Last week, the Supreme Court ruled 5-4 that local government may take private property and give it to a developer in order to stimulate economic development. This is a huge shift in constitutional law and the traditional interpretation of the The Fifth Amendment, which declares that private property shall not "be taken for public use, without just compensation." Conservative justices William H. Rehnquist, Antonin Scalia and Clarence Thomas joined with moderate Sandra Day O'Connor in opposing the majority.

The importance of this ruling cannot be understated. Five people in black robes ("Justices" John Paul Stevens, Anthony Kennedy, David H. Souter, Ruth Bader Ginsburg and Stephen G. Breyer) have actually declared that government can take away your home and give it to a private developer for his economic benefit. Those five people have declared that "public use" is no longer defined as a highway, courthouse, police station, or other public facility, but any private project that could result in economic growth or increased tax revenue.

In a letter to the editor in the USA Today, Steve Calandrillo (an associate professor at the University of Washington School of Law in Seattle) said "Designating such takings as 'public use' under the Constitution, solely because they increase tax revenue to a city, strains credulity. In truth, using eminent domain to enable a private corporation to maximize profits at homeowners' expense is hardly a social obligation."

Calandrillo is right. What we see here is the greed of the powerful trumping the fundamental liberties of working class people. Unethical private developers use the power of the state to steal private property, and the state willingly complies because they lust after increased tax revenue. This is a perversion of what government is supposed to do. Ideally, the government should make sure that powerful interests do not trample on the rights of the less powerful. In this case, the government is joining with the powerful to oppress the working class.

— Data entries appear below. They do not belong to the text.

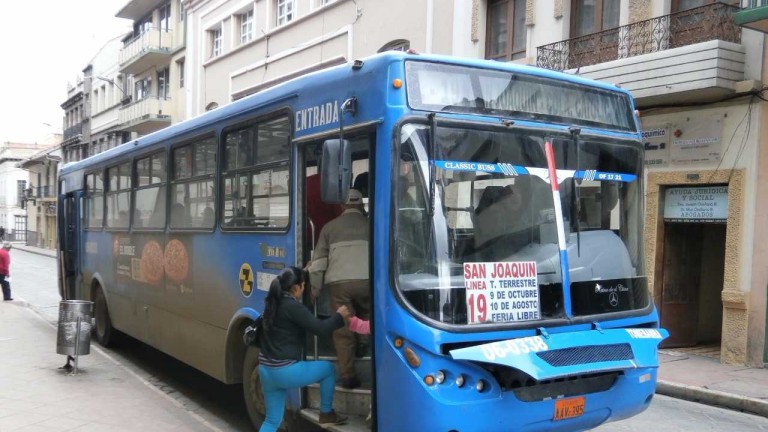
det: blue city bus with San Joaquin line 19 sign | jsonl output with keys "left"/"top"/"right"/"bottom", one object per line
{"left": 58, "top": 52, "right": 668, "bottom": 432}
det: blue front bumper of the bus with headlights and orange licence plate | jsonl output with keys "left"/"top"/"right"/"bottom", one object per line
{"left": 378, "top": 329, "right": 668, "bottom": 432}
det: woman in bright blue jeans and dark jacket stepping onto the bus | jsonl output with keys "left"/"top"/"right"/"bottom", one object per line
{"left": 259, "top": 267, "right": 350, "bottom": 432}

This case should send shudders through the people of Bloomington, Indiana. It was only three years ago that city government, under the leadership of former Mayor John Fernandez, asked the courts to turn the ST Semicon site "over to Indianapolis-based Mansur Real Estate Services, which would develop a mixed-use retail, apartment and parking project" on the property. Thankfully, a Monroe County judge shot down the city's attempt to take the land and give it to another private developer. John Shean, the attorney for the owners of the ST Semicon site, wrote a guest column explaining that private property rights were critical in the case.

While the Supreme Court's decision would not have changed the results of the Semicon case, this still presents an area of grave concern for the people of Bloomington and Monroe County. The people of Bloomington and Monroe County should challenge local government on this issue. Each and every member of the City and County Councils, as well as the Mayor and County Commissioners, should make a public statement that they will not support and will fight against any attempt to take private property without the consent of the property owner and give it to a private developer.

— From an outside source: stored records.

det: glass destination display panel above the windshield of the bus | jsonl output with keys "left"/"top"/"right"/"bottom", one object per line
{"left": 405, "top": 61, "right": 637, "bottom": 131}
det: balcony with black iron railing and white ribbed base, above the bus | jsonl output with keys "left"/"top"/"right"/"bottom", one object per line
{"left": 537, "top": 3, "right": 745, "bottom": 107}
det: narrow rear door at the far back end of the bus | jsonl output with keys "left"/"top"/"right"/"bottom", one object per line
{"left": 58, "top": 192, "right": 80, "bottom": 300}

The outrage over this decision is both non-partisan and non-ideological. Both Republicans and Democrats, on both the right and left sides of the political spectrum, are angry about the Supreme Court's frontal assault on freedom. Conservatives should not attempt to blame this on the Left, as a columnist at michnews.com did on June 27. We have an opportunity to form a broad-based coalition that will secure a huge political victory for property rights, but we risk shattering that coalition if we are taking shots at our allies.

This decision cannot be allowed to stand. Congress must immediately begin work to pass a law forbidding any unit of government from taking private property for any purpose other than a true public works project such as a highway. Once that is done, Congress must pass and the states must ratify a Constitutional amendment limiting takings in the same way. States need not wait for federal action, however, as they already have the power to do the same thing at the state level. In the meantime, one can only hope that a private developer will look at the homes of "Justices" Stevens, Kennedy, Souter, Ginsburg and Breyer as sites for office complexes.